1) == makes ordinal comparisons.
2) String.Equals() makes ordinal comparisons by default.
3) String.IndexOf(char) and String.LastIndexOf(char) default to ordinal.
4) String.CompareOrdinal() is of course, an ordinal compare (and was around prior to CLR 2.0).
5) ToUpper() and ToLower() default to the current culture and cannot be made to do ordinal comparisons.
6) All other string comparison methods default to culture-sensitive comparisons but can be overridden by passing StringComparison.Ordinal or StringComparison.OrdinalIgnoreCase.
In other words … IndexOf(string), LastIndexOf(string), StartsWith(), EndsWith(), Compare() and CompareTo() all need to be told if you want an ordinal comparison.
Works, but slower: someString.IndexOf(someSearchValue)
Faster: someString.IndexOf(someSearchValue,StringComparison.Ordinal)
Yes, it’s a lot more typing, but thank God for Intellisense.
Slightly less performant but still better than culture-sensitive comparisons is StringComparison.OrdinalIgnoreCase, which will ignore the case of letters.
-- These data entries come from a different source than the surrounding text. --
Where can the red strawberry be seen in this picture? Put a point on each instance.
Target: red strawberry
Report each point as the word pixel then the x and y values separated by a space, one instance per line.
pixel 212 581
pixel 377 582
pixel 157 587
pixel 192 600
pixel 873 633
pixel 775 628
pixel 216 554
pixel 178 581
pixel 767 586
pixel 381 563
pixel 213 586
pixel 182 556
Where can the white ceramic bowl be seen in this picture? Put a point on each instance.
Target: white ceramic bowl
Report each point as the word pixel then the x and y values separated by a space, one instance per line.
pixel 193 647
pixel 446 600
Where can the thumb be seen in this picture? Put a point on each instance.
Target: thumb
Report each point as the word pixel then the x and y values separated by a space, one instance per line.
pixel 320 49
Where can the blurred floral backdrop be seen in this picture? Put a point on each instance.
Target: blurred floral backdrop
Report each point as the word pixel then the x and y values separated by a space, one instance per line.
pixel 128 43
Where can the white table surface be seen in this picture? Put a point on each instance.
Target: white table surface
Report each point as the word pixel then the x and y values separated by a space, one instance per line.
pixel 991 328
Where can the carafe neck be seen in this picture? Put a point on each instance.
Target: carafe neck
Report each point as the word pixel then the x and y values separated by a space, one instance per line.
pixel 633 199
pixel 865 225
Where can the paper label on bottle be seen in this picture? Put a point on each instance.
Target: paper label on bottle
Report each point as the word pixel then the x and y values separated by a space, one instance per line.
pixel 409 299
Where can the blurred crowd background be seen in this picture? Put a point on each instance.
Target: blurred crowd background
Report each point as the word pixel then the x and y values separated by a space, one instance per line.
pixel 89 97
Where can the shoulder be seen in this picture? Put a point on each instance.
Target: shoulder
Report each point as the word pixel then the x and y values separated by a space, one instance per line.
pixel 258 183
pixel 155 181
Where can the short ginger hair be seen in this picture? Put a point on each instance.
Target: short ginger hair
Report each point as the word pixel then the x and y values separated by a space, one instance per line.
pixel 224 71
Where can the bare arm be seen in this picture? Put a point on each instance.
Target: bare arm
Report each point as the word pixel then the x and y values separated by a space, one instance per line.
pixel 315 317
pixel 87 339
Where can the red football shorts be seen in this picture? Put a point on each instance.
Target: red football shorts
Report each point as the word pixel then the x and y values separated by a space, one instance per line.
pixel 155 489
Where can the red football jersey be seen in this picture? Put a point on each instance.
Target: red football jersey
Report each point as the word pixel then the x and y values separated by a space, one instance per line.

As a bonus, OrdinalIgnoreCase can often save you the extra step of forcing the string to be compared or searched to a known case that matches your comparison terms. In other words, it will generally save you calls to ToUpper() or ToLower().
Disclaimer: if there is a good chance that a method may need to at least optionally support culture-sensitive comparisons at some point in the foreseeable future, you will probably want to pass a StringComparison member to your routine just like the new String method overrides do, or use some other means to configure string comparisons.
A few other twists. Consider alternatives like the following that present an easier job to the runtime:
someString.StartsWith(“A”) vs someString[0] == ‘A’
someString.EndsWith(“Z”) vs SomeString[someString.Length – 1] == ‘Z’
You may or may not like the trade-off in readability. Personally I find someString[0] == someChar more readable than StartsWith, but I find the EndsWith() example a tougher call. Your mileage may vary, but again, you would only even think of these issues when you are in an expensive routine with lots of such calls, or a single such call in a loop.
What tricks do you use to speed up string comparisons?